Is it possible to transpose a square matrix by multiplication?

Question

Is it possible to transpose matrix by left and/or right multiplication?

$XAY = A^T$

Do $X$ and $Y$ exist for any $A$?

Answer 1

Yes, since every square matrix is similar to its transpose. Therefore, you can even take $Y=X^{-1}$.

Answer 2

What is certainly not possible is to find and $X$ and $Y$ that satisfies $X A Y = A^T$ for any $A$ (i.e., which does not depend on $A$). To see why, consider the following example. Let $A_{i,j} = e_i e_j^T$, where $e_i$ is a vector that is zero except for a single $1$ at position $i$. The matrix $A_{i,j}$ therefore contains a single one at index $(i,j)$. Let's try to find an $X$, $Y$:

$$X A_{i,j} Y = X e_i e_j^T Y = x_i y^j \stackrel{!}{=} A_{j,i}^T = e_j e_i^T,$$

where $x_i$ is the $i$-th row of $X$ and $y^j$ is the $j$-th row of $Y$. Now, the set of solutions to the above condition is given by $x_i = c \cdot e_j$, $y^j = \frac 1c \cdot e_i^T$ for any $c \in \mathbb{R}_{\neq 0}$. Therefore, for $A_{1,1}$ the first column of $X$ should be proportional to $e_1$ whereas for $A_{1,2}$, the first column of $X$ should be propostional to $e_2$, which contradicts.
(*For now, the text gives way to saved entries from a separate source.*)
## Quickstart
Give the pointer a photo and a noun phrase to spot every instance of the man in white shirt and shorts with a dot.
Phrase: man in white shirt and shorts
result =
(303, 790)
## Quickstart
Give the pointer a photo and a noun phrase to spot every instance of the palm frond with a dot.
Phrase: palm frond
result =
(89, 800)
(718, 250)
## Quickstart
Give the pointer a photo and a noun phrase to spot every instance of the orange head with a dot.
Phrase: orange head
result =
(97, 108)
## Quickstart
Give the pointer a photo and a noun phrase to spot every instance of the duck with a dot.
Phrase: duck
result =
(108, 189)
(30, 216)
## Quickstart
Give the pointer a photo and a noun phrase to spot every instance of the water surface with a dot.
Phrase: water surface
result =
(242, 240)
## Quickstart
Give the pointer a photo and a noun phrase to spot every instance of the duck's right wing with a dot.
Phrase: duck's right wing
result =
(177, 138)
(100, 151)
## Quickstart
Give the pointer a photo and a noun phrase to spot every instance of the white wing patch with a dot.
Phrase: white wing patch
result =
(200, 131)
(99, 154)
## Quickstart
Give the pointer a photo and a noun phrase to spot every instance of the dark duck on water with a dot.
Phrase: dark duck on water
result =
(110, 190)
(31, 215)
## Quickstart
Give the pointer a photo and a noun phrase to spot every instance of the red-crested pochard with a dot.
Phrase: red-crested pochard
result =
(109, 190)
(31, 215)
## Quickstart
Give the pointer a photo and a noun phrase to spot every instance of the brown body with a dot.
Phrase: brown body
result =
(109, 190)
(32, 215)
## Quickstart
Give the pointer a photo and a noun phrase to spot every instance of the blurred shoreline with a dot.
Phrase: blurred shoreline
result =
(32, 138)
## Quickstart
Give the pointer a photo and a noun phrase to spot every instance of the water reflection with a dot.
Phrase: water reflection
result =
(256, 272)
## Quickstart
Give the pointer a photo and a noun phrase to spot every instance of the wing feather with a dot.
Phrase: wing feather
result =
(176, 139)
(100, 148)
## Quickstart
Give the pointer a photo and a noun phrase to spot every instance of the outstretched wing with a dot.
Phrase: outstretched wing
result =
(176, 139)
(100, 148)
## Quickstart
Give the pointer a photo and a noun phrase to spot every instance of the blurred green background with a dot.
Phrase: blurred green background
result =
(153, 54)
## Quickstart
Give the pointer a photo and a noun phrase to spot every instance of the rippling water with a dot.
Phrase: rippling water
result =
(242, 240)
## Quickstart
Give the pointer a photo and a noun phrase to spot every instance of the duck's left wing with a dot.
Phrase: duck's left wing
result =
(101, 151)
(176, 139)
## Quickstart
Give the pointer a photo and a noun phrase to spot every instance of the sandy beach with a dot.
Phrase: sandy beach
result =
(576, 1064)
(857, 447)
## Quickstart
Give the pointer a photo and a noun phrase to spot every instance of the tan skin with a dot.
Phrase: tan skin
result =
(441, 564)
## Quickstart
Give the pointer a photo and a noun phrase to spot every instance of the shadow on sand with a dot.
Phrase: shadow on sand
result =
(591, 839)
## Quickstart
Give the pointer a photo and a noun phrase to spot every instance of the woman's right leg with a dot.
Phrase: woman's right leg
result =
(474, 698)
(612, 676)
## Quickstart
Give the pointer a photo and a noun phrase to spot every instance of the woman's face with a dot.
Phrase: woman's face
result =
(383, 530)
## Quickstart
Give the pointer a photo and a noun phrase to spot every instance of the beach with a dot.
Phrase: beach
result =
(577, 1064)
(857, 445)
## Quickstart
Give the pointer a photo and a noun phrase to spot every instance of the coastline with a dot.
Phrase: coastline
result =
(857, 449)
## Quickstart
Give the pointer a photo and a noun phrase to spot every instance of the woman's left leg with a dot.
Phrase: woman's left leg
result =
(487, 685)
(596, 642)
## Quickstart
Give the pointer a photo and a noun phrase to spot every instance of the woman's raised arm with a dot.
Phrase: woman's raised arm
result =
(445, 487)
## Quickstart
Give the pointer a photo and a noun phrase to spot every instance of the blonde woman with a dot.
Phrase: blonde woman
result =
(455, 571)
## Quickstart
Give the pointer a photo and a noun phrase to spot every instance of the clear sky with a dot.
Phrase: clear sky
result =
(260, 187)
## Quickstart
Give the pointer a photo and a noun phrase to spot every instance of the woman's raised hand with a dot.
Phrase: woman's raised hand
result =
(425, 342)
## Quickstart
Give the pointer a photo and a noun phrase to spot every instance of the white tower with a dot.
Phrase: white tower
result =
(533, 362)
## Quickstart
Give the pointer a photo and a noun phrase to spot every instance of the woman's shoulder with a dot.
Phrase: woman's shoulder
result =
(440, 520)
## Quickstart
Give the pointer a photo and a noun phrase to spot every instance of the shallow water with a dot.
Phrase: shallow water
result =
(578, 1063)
It is therefore not possible to find $X$ and $Y$ that transposes all $A_{i,j}$ (not even one pair, for that matter).

If you let it be dependent on $A$, there are several ways to find an $X$ and $Y$ even if $A$ is not invertible. For instance, let the singular value decomposition of $A$ be $A = U \Sigma V^T$. Since $A$ is quadratic, $U$ and $V$ are square orthonormal matrices. Then $A^T = V \Sigma U^T$ so the matrices $X = Y = V U^T$ (which are themselves unitary) should do the trick. Since any matrix has an SVD, this shows that it works even for singular and non-diagonalizable matrices.

Answer 3

Alt. Sol:

Suppose $X\in M_{m\times n}(\mathbb{R})$ is not symmetric and that there exists matrices $A$ and $B$ such that $AXB = X^T$.

Then we would have: $$(AXB)^T = (X^T)^T = X$$ $$\implies B^TX^TA^T = X$$ $$\implies B^T(AXB)A^T = X$$ $$\implies (B^TA)X(BA^T) = X$$ $$\implies (A^TB)^TX(BA^T) = X.$$ But this says essentially that: $$A^TB = Id_{m\times m}\text{ }\text{ }\text{ and }\text{ }\text{ }BA^T = Id_{n\times n}$$ In other words that $A^T$ is a left and a right inverse for $B$. So we may write $B^{-1}= A^T$.

Going back to the first equation then: $$AXB = X^T$$ $$\implies AX = X^TA^T = (AX)^T.$$ This says the matrix $AX$ is symmetric. Element wise, this gives:

$$(AX)_{ij} = \sum\limits_{k=1}^ma_{ik}x_{kj} = \sum\limits_{l=1}^ma_{jl}x_{li} = (AX)_{ji}$$

From this it can be seen that regardless of symmetry of $A$, since $X$ is not symmetric, if $i\neq j$ then some $x_{kj}$ must not have a match for any $x_{li}$. So the sums can't be the same and this is our contradiction.

We may conclude that for a given non-symmetric matrix, no such $A$ and $B$ exist yielding $AXB = X^T$. $\blacksquare$

---

Note: If $X$ is symmetric, then $A$ and $B$ can be chosen to be the identity matrix.